Abstract

To describe the nature and evolution of paraneoplastic cloudy vitelliform submaculopathy in patients with primary vitreoretinal lymphoma and propose a mechanism for its development and course. Retrospective, observational case series. Three patients presenting with unilateral cloudy vitelliform submaculopathy based on clinical examination, fundus autofluorescence, fluorescein angiography, and spectral-domain optical coherence tomography (SD OCT) imaging and ultimately diagnosed with primary vitreoretinal lymphoma and/or primary central nervous system lymphoma were analyzed. In all 3 patients, cloudy vitelliform submaculopathy appeared with hazy indistinct yellow subretinal material resembling the vitelliform lesions found in acute exudative paraneoplastic polymorphous vitelliform maculopathy, although with less distinct appearance and without intense hyper-autofluorescence. In all 3 patients, cloudy vitelliform submaculopathy was transient, showed spontaneous regression within 3 months, and preceded the diagnosis of lymphoma, suggestive of a paraneoplastic process.
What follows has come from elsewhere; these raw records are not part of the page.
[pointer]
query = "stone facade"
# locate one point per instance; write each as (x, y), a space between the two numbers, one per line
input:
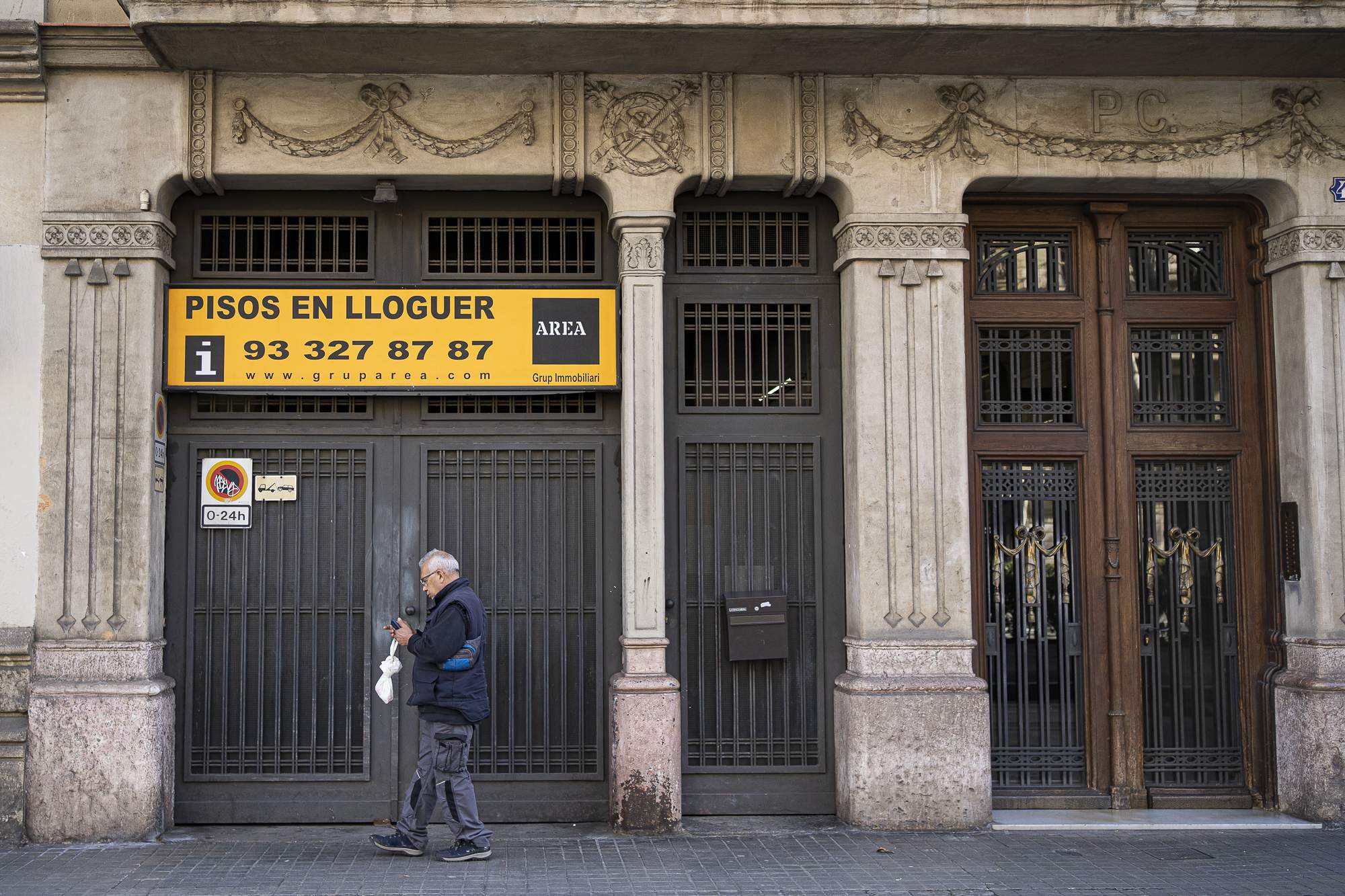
(141, 104)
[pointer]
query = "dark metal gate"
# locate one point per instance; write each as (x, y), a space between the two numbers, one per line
(275, 633)
(754, 498)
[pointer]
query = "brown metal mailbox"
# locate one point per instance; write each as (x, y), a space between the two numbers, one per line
(758, 627)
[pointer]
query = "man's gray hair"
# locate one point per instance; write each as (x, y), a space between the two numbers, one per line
(440, 561)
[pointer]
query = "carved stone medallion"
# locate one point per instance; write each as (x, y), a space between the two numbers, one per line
(642, 132)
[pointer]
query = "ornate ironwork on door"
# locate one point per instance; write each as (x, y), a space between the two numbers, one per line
(1032, 634)
(1188, 634)
(525, 525)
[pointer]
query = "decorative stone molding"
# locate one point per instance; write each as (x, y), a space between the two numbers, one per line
(65, 46)
(1305, 138)
(384, 123)
(644, 132)
(568, 134)
(201, 134)
(92, 235)
(900, 237)
(810, 142)
(716, 134)
(22, 77)
(1304, 240)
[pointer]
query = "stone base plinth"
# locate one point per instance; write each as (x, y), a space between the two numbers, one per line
(913, 736)
(646, 743)
(1311, 729)
(100, 741)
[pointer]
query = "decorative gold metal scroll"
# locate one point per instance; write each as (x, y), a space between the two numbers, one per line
(1031, 546)
(384, 123)
(1184, 548)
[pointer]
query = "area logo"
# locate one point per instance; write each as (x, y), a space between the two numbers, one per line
(227, 482)
(566, 331)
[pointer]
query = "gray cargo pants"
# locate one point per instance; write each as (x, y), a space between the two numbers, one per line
(443, 767)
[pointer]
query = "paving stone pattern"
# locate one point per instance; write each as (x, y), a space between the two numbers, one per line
(714, 856)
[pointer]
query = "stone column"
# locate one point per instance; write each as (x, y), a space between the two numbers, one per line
(102, 712)
(913, 717)
(1307, 267)
(646, 705)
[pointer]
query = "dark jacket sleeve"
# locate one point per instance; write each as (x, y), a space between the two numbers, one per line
(443, 638)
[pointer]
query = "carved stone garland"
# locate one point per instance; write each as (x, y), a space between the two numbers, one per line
(384, 124)
(964, 106)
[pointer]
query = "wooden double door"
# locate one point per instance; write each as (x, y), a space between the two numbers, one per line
(1121, 435)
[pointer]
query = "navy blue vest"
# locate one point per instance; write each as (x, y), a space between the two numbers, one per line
(462, 690)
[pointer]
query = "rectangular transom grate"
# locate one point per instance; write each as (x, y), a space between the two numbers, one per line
(286, 245)
(750, 522)
(524, 522)
(747, 356)
(580, 404)
(1024, 263)
(481, 247)
(763, 240)
(1027, 376)
(1176, 263)
(279, 673)
(1179, 377)
(210, 405)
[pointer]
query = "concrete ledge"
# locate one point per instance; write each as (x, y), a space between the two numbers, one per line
(1078, 819)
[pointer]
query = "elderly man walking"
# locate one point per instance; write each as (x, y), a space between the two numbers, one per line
(450, 690)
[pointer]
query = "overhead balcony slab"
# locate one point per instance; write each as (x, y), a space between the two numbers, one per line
(1268, 38)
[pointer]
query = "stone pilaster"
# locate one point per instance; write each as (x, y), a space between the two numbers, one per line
(102, 731)
(1305, 259)
(913, 717)
(646, 705)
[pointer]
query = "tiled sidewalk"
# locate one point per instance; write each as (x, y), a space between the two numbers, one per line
(714, 856)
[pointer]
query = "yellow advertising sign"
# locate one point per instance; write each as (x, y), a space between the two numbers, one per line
(430, 337)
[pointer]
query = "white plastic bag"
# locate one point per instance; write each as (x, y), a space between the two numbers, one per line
(391, 666)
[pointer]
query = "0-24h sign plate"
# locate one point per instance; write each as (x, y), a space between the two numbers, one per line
(424, 338)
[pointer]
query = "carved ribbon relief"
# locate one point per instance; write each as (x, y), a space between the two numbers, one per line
(964, 106)
(384, 123)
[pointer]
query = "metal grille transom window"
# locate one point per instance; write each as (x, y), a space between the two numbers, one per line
(765, 240)
(1176, 263)
(1027, 376)
(747, 356)
(485, 247)
(284, 245)
(1179, 376)
(1035, 263)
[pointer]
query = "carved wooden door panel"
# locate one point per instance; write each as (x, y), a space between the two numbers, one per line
(1118, 442)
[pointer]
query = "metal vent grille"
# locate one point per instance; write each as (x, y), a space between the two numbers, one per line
(220, 407)
(466, 247)
(284, 245)
(575, 405)
(747, 240)
(279, 669)
(746, 357)
(525, 525)
(750, 521)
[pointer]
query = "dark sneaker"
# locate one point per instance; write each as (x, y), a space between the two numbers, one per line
(397, 844)
(463, 850)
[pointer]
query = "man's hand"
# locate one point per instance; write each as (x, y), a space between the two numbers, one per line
(403, 633)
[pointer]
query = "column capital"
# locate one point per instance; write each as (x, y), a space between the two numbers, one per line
(1311, 239)
(108, 235)
(640, 237)
(900, 236)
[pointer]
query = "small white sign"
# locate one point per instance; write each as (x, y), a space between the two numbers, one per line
(276, 487)
(227, 485)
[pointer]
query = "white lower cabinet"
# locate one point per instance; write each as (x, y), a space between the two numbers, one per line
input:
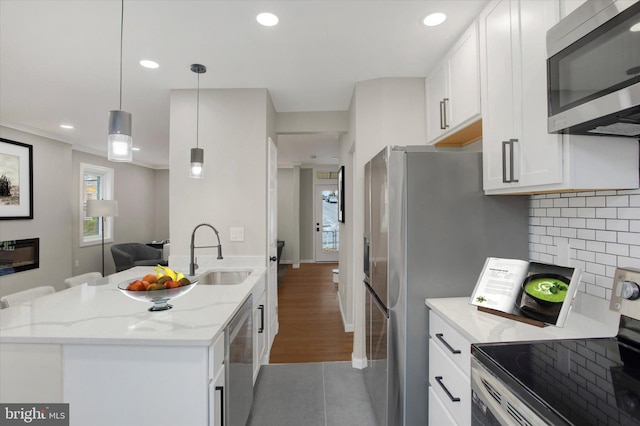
(438, 414)
(449, 372)
(216, 382)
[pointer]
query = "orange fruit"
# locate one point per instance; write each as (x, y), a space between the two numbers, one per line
(150, 278)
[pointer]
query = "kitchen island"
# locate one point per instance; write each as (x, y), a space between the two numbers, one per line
(112, 360)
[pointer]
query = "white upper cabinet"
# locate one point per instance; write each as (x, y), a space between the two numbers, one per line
(519, 155)
(453, 89)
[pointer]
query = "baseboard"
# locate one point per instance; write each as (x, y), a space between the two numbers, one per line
(348, 328)
(358, 363)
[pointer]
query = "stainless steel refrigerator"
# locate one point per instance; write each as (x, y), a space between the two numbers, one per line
(428, 230)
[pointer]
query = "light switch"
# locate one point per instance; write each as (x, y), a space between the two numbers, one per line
(237, 234)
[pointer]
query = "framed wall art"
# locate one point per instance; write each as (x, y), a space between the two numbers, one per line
(16, 180)
(341, 194)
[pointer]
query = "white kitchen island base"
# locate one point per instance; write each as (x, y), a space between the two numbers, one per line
(116, 363)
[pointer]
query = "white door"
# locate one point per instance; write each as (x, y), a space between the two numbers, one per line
(272, 242)
(327, 241)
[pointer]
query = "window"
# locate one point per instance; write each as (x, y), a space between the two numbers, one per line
(96, 183)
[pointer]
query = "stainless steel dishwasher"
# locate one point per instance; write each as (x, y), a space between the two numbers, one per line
(239, 365)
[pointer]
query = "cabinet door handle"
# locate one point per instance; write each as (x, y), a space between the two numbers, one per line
(221, 389)
(261, 329)
(440, 337)
(504, 162)
(451, 397)
(511, 142)
(444, 112)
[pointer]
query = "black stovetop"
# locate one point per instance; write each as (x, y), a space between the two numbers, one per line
(581, 382)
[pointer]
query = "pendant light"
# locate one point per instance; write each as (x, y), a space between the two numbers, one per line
(197, 154)
(120, 140)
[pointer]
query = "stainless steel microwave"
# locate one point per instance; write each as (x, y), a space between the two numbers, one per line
(593, 70)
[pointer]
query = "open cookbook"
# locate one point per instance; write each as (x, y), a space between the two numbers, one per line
(519, 289)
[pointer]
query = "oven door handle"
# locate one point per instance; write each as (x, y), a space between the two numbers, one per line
(451, 397)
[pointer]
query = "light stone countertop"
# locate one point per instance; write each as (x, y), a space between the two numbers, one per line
(483, 327)
(98, 313)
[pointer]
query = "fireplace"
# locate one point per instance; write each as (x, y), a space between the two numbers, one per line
(19, 255)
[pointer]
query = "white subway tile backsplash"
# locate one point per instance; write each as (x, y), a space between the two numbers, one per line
(562, 222)
(577, 202)
(629, 238)
(586, 212)
(561, 202)
(596, 224)
(618, 249)
(629, 213)
(577, 222)
(617, 225)
(618, 201)
(603, 229)
(608, 236)
(587, 234)
(597, 246)
(596, 201)
(546, 202)
(607, 212)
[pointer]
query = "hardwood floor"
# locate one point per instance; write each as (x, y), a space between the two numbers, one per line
(311, 328)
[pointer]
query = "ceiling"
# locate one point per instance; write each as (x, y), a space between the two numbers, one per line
(59, 60)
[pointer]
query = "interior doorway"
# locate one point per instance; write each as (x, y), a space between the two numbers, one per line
(327, 230)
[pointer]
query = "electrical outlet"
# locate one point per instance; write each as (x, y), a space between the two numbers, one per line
(237, 234)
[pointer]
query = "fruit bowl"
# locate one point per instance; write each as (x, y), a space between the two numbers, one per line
(159, 298)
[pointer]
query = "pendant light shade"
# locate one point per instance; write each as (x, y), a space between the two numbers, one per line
(196, 171)
(197, 163)
(120, 139)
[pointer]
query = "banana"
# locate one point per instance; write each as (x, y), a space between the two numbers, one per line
(169, 272)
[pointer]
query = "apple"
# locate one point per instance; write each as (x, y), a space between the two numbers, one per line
(136, 286)
(172, 284)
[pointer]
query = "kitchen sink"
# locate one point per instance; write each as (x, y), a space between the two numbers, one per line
(227, 277)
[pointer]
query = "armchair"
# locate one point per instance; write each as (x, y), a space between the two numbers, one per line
(128, 255)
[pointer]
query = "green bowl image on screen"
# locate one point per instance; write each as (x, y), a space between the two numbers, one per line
(546, 288)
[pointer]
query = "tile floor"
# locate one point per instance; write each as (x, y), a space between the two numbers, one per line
(311, 394)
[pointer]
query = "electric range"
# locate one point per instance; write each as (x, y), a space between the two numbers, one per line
(564, 382)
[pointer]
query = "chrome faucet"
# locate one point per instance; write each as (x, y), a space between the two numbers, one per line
(192, 263)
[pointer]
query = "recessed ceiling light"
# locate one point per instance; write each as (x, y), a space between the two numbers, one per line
(434, 19)
(267, 19)
(149, 64)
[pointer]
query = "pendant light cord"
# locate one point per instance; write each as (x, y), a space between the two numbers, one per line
(121, 38)
(198, 111)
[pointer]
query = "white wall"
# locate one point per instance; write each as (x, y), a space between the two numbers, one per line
(161, 186)
(138, 210)
(286, 231)
(595, 231)
(56, 183)
(52, 214)
(386, 111)
(307, 227)
(234, 126)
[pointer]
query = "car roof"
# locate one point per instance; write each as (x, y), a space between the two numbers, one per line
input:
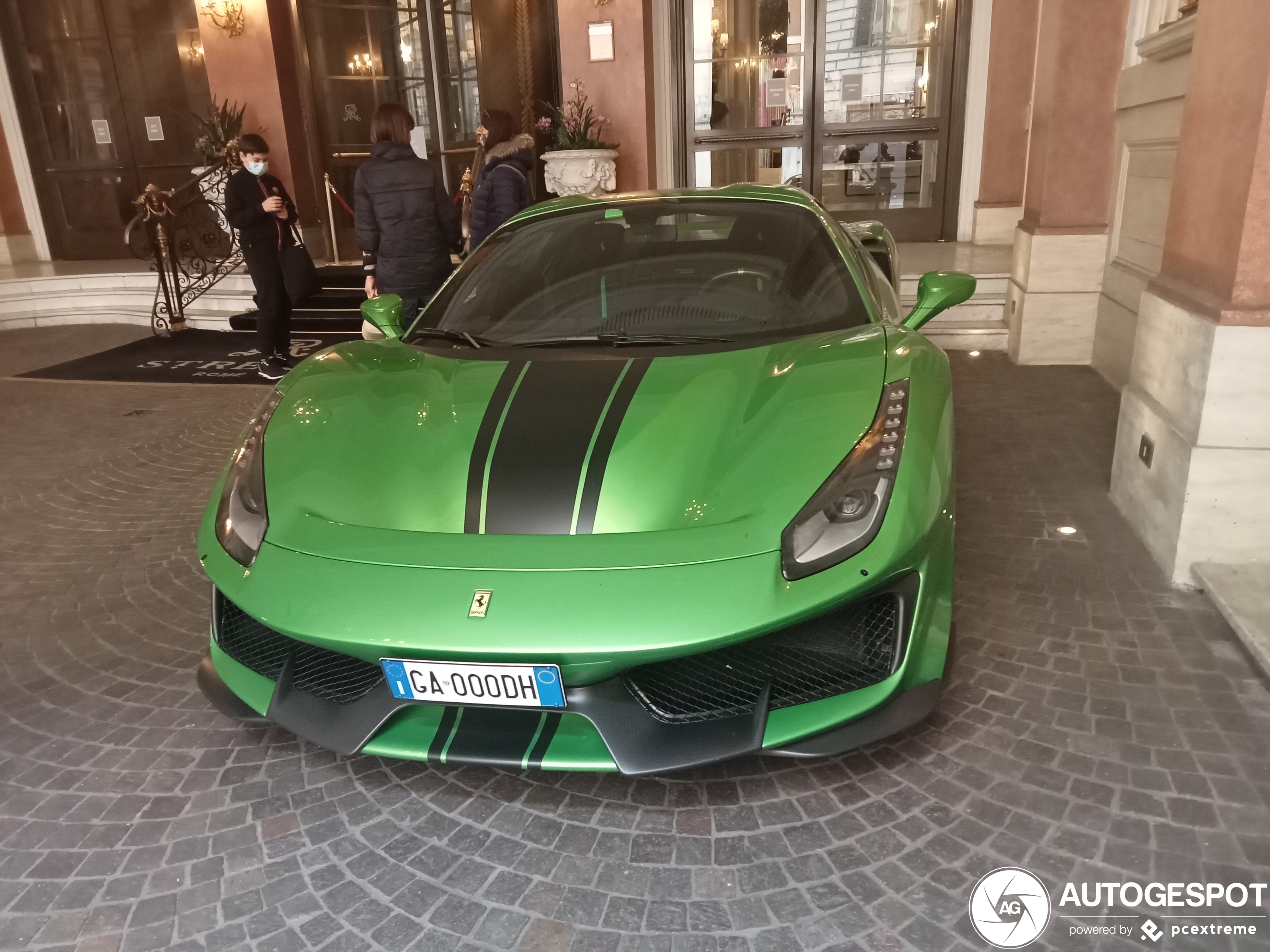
(784, 194)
The diagnosis of primary vitreoretinal lymphoma and/or primary central nervous system lymphoma was made within 6 months with classic features of new intraretinal or sub-retinal pigment epithelium infiltration of lymphoma in the peripheral retina (n = 2) and hyperintense lesions on brain magnetic resonance imaging (n = 2). With SD OCT imaging, the cloudy vitelliform subretinal lesions appeared as hyperreflective debris above the retinal pigment epithelium band in all 3 eyes, and were associated with an irregularly thickened and rippled retinal pigment epithelium band in 2 eyes. Resolution of the cloudy submacular lesions resulted in outer retinal atrophic changes in all 3 eyes. Paraneoplastic cloudy vitelliform submaculopathy, a form of lymphoma-associated retinopathy, can precede the diagnosis of primary vitreoretinal lymphoma or primary central nervous system lymphoma and can regress spontaneously, leaving outer retinal abnormalities.